“Plus ça change, plus c'est la même chose”
En 2005, avant qu'on ne fonde les nouvelles jeunesses poutiniennes, les Nachi (« les nôtres », successeurs des Iduchtchie vmeste, « ceux qui marchent ensemble »), on aurait demandé à Alexandre Nevzorov, ancien journaliste, s'il serait d'accord pour qu'on utilise ce nom. Il ne fait plus beaucoup de vagues, Nevzorov : installé à la douma après octobre 1993 et récemment reconverti dans sa grande passion, l'élevage de chevaux, il a pris de la bidoche et troqué son blouson de cuir noir contre un costume vert olive. À l'époque, c'était autre chose. Au début des années 90, dans le cadre de dans son émission « 600 secondes », où il faisait surtout du social (« tout va mal »), du spirituel orthodoxe et du faits divers sanglant encadré de pubs pour portes blindées, viseurs laser et gants en kevlar, il avait diffusé sous le titre Nachi une série de reportages et monté en parallèle un mouvement national-populiste à base de réservistes de la figuration. Selon lui, les « nôtres » étaient ces braves militaires et paramilitaires défendant la Russie Soviétique contre les peuples manipulés par les agents occidentaux (ou francs-maçons ou sionistes) et le gouvernement corrompu (à la solde de l'Occident, ennemi du peuple). Les héros étaient ces spetsnaz qui reprenaient la tour télé de Vilnius, ces volontaires cosaques venus aider leurs frères slaves en Transnistrie, ces vétérans d'Afghanistan partis finir leur guerre en Yougoslavie, fidèles aux idéaux du GuéKaTchéPé, attendant avec impatience les ordres des généraux Routskoy, Lebed et Makachov…

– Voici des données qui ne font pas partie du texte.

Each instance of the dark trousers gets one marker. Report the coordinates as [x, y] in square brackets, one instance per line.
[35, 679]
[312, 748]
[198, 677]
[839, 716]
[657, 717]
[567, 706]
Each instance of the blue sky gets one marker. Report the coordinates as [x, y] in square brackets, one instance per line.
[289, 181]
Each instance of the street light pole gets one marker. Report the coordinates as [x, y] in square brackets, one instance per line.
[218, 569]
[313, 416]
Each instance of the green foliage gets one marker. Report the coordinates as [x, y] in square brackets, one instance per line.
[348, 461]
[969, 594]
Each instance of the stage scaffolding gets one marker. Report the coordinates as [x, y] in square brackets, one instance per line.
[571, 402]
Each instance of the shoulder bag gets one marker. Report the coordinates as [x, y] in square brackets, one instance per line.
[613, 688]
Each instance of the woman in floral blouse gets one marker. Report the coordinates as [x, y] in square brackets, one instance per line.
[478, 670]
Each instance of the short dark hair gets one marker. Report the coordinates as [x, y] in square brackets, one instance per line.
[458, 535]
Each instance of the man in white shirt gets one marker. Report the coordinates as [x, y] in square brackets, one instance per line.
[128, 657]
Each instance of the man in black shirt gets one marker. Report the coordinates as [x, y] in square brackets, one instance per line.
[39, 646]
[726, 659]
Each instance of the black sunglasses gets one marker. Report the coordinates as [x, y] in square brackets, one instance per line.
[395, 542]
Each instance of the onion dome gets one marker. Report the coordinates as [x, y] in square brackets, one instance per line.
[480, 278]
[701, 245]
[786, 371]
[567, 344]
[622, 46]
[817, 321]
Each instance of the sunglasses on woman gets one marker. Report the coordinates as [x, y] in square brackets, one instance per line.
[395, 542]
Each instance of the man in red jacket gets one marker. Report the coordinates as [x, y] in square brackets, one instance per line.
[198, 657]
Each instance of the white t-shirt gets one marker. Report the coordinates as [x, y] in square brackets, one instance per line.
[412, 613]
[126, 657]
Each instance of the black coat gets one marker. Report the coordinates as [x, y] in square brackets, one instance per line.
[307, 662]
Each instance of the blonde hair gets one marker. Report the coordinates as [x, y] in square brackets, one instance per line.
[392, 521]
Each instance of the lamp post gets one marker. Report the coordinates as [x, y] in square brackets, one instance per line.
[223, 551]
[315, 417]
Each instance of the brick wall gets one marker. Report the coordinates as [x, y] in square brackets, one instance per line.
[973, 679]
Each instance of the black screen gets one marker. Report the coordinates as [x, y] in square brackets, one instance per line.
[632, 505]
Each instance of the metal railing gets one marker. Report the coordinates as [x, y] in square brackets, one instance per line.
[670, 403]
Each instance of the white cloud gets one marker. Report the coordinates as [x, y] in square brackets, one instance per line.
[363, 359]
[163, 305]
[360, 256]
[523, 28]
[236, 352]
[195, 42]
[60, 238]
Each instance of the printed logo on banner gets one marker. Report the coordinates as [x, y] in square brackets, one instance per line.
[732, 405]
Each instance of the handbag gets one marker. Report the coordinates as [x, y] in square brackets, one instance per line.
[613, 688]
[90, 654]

1995 : Dans l'épisode «La Grève» de l'émission satirique Koukly, la marionnette de Ziouganov tient un exemplaire du principal organe de l'opposition national-communiste, le journal Zavtra («Demain»), titrant «La Douma sera “nôtre”».
Moi aussi, je me suis dit, au début : curieuse coïncidence. Jusqu'au jour où, en 2008, ma route croise celle du « Toubib », ancien skinhead néo-nazi, membre de la nébuleuse « Brigade Unifiée 88 », conglomérat de hooligans affiliées à différents clubs de football, mais réunis à la fin des années 1990 par un certain Roma « Radio » sous la bannière de la Cause. Le Toubib est un de ceux qui ont été assez futés pour avoir eu la flemme de défiler aux manifs et assez motivés pour rejoindre les mobs qui partaient casser du basané. Fiché depuis des années par le FSB, mais très peu inquiété par la milice. De son propre aveu, « un marginal, et entouré de marginaux », récemment reconverti dans les affaires : blanchiment d'argent et vente de terrains. On a beaucoup parlé : de la mort de Letov, de l'interdiction des nazbols, du split de l'Union Russe Nationale, du premier album de Tequilajazzz et du dernier Leningrad, du paradoxal « NS ska », du clivage entre pro-païens et pro-chrétiens orthodoxes.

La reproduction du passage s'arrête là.